Do this, but check the numbers based on what people currently buy. If most
people currently buy two, offer four for three, as opposed to just giving away
an extra pastry to most of your clientele.

This can be especially good for larger quantities -- if someone comes in every
Friday for a box of muffins for work, give them a second box for 50% off. Or
offer them a 20% off if they commit to getting a box every week.

------
stonemetal
_This pastry shop is located in Jamaica, so keep that in mind when
responding._ I have never been to Jamaica, so I am not sure what to keep in
mind.

Sell shirts with the name of the shop on them. Give free samples near the
competition. Maybe instead of a trade up campaign a get a free one of theirs
when you buy ours.

------
notahacker
Instead of deep discounts, lower discounts and 2 for one offers. Get people
coming back.

Build email lists and Facebook fan pages and send out special discount codes
or printable vouchers. Give them a free small pastry every fourth purchase
within a week (stamp a voucher or better still, record their
names/emails....). Maybe they get a discount for referring friends too.

------
olegious
Just some random thoughts: 1\. Since your product is better than the cheaper
competitor's- offer a "like it or we'll buy you one of their's" guarantee- if
you're really better that should help.

2\. Someone else mentioned this, but offering free samples next to the
competition would be a good way of differentiating yourself.

3\. Are tourists the target market? How about making deals with local hotels-
have your pastries featured in their cafes/restaurants, or give discounts to
hotel guests (make sure the hotel advertises the promotion)

4\. An off the wall idea- you can try to "fake" popularity by hiring a bunch
of people to stand in line/create the appearance of a busy shop/popular
product. This could attract real clients.

------
wmil
Does it have a window facing the sidewalk?

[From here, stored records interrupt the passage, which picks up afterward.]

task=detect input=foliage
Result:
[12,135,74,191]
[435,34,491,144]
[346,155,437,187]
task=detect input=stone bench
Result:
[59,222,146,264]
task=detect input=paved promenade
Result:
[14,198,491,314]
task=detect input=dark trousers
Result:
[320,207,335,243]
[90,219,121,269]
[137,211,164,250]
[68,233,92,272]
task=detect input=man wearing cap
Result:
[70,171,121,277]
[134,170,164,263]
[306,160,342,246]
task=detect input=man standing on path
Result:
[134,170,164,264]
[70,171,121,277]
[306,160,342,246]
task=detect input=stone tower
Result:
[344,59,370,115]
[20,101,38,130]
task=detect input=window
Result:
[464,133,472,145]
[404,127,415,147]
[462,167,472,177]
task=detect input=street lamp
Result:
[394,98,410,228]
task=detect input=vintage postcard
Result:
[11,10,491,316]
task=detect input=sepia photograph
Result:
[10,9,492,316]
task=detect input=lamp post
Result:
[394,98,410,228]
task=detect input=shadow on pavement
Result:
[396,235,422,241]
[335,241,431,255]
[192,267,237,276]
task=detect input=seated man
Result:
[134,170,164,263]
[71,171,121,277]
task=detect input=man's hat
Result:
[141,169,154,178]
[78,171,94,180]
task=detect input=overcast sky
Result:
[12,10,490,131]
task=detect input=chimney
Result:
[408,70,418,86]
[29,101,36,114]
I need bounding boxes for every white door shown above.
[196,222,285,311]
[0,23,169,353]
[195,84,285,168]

Put pastries in the window. Angle some bright lights so they shine on the
pastries.

And make sure they're bright.

Pastries are often an impulse buy. Most shops look quite dark on a sunny day.
You need people to notice the food.

You want everyone who walks by to see the pastries. Not a pastry sign,
pastries.

Also if your friend has a wife/partner get them to walk around the block in
the morning and at lunch. Have them stop and look in the shop window at the
pastries.

People naturally look at things that other people are looking at.

------
marcamillion
Wow...all of these ideas are pretty good. I will definitely discuss some of
these with my friend.

Thanks much guys, and keep them coming if you have any more :)

------
rguzman
A/B test the menu/pricing.

------
farout
it comes down to brand and articulating that brand in an unique way so that it
is news.

ok here are some ideas: 1\. This is an idea from a book "The Summer Kitchen".
In there the lady opens a pastry shop in a rich neighborhood. The grand
opening they do a mother daughter cupcake party since their brand is we are
family. they do a whole lot of other things - a good read.

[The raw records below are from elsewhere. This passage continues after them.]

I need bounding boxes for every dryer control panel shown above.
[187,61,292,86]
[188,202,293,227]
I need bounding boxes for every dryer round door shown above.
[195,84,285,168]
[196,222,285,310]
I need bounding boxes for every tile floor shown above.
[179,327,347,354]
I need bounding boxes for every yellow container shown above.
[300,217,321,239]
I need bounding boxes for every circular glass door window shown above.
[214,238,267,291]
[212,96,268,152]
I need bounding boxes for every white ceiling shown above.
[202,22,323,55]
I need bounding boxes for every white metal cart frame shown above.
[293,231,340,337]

2\. Per the book "Feeding the Media Beast", news is something that is new, not
ordinary. Duh. So what can you do that would say you are not ordinary. I was
reading an article about a bakery that made a doughnut cupcake and had a
cupcake that was smothered with maple syrup and bacon. This was reported in
last week's Boston Sunday Globe. Yes that makes definitely stand out. Plus
they made sure that they ONLY sold these maple bacon cupcakes on the weekend.
As the book "Influence" says use scarcity to attract.

3\. First you need to identify who is your ideal customer profile. Who is
coming to your shop? Why? They are not just coming because of pastries. help
them maximize this experience. make it an experience. How can you help make
not just a trip to the pastry but something more.

4\. As in the book "The Entrepreneur's Manual", he speaks about a barber who
started a barber shop that gives free drink with a haircut. Yes it became
widely successful. Then he realized that the guys were stuck with the kids
since the family comes together into town to shop so he provides a free baby
sitter while you get the haircut and provides a barber especially for kids.
then he realizes that women want to get the free baby sitter too so opens a
womens shop. This book is the bomb. The Gap analysis in here is terrific. Do
the gap analysis for the pastry shop - see what is missing.

Hope this helps.